Il 25 marzo seguente il G. fu eletto tra i Conservatori di legge e, il 20 settembre, all'ufficio dei Dieci di libertà e pace, carica cui rinunciò per assumere, il 18 genn. 1501, quella di vicario del Valdarno di Sotto. Dal 1° genn. 1502 fu degli Otto di guardia e balia e il 30 marzo e il 6 aprile intervenne nelle consulte sulla linea da adottare a Pistoia per sedare la lotta tra i Panciatichi e i Cancellieri. Nell'aprile del 1502 fu inviato per quindici giorni come commissario a Volterra per provvedere ai lavori di manutenzione della fortezza; vi tornò dal 29 maggio all'8 giugno, assumendo poi la carica di capitano e commissario di quel territorio.
Il G. fu tra i tre cittadini candidati alla carica di gonfaloniere di Giustizia a vita: insieme con Piero Soderini e Tommaso Malegonnelle nel settembre 1502 partecipò allo scrutinio da cui, nel secondo ballottaggio, risultò vincitore il Soderini.
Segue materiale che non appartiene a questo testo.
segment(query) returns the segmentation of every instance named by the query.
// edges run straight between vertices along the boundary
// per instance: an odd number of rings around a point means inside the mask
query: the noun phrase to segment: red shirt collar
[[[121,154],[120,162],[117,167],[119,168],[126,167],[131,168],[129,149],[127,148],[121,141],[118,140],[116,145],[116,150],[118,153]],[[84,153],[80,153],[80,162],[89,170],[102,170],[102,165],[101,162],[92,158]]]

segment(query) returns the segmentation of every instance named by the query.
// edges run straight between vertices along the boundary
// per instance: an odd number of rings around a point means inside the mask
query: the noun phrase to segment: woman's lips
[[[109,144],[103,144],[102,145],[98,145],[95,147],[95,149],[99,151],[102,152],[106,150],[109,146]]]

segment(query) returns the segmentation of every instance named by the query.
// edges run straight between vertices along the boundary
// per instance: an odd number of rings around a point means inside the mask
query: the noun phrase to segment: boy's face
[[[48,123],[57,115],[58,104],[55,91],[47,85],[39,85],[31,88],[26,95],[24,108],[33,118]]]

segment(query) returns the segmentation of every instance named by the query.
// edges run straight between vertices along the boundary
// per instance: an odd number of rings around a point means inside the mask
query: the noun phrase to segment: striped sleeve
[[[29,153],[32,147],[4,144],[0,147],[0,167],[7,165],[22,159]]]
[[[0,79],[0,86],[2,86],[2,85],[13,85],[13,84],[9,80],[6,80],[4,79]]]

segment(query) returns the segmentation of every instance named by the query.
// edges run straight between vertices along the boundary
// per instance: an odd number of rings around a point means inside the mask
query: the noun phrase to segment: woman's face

Il G. ebbe l'appoggio dei frateschi, il movimento savonaroliano, e fu terzo.
Come membro dei Dieci di libertà e pace - ufficio tenuto dal 10 dic. 1502 - prese parte attiva ai dibattiti politici, come quello sulla ribellione di Arezzo e la fuga delle genti d'arme con il conseguente abbandono delle fortezze, sostenendo la necessità di offrire denaro al re di Francia per non perderne l'alleanza. Il 23 settembre, insieme con Giuliano di Andrea Puccini, fu tra i Cinque conservatori del contado e dal 10 giugno 1504 fu ancora dei Dieci di libertà e pace.
Quando, nel luglio 1505, il condottiero Bartolomeo d'Alviano, secondo quanto informava Pandolfo Petrucci da Siena, era diretto a Piombino e di lì a Pisa attraverso la Maremma senese per radunare truppe, il G. si espresse per il prolungamento della missione di Niccolò Machiavelli presso il Petrucci per indagare sulle sue intenzioni. Il 22 ag. 1505 fu nominato ufficiale sopra l'arbitrio (una forma di tassazione straordinaria), insieme con Girolamo Fortini; dal 4 genn. 1506 assunse la carica di capitano di Cortona e dal 10 dicembre fu ancora dei Dieci di libertà e pace. Il 28 sett. 1507 ebbe l'ufficio di conservatore di legge.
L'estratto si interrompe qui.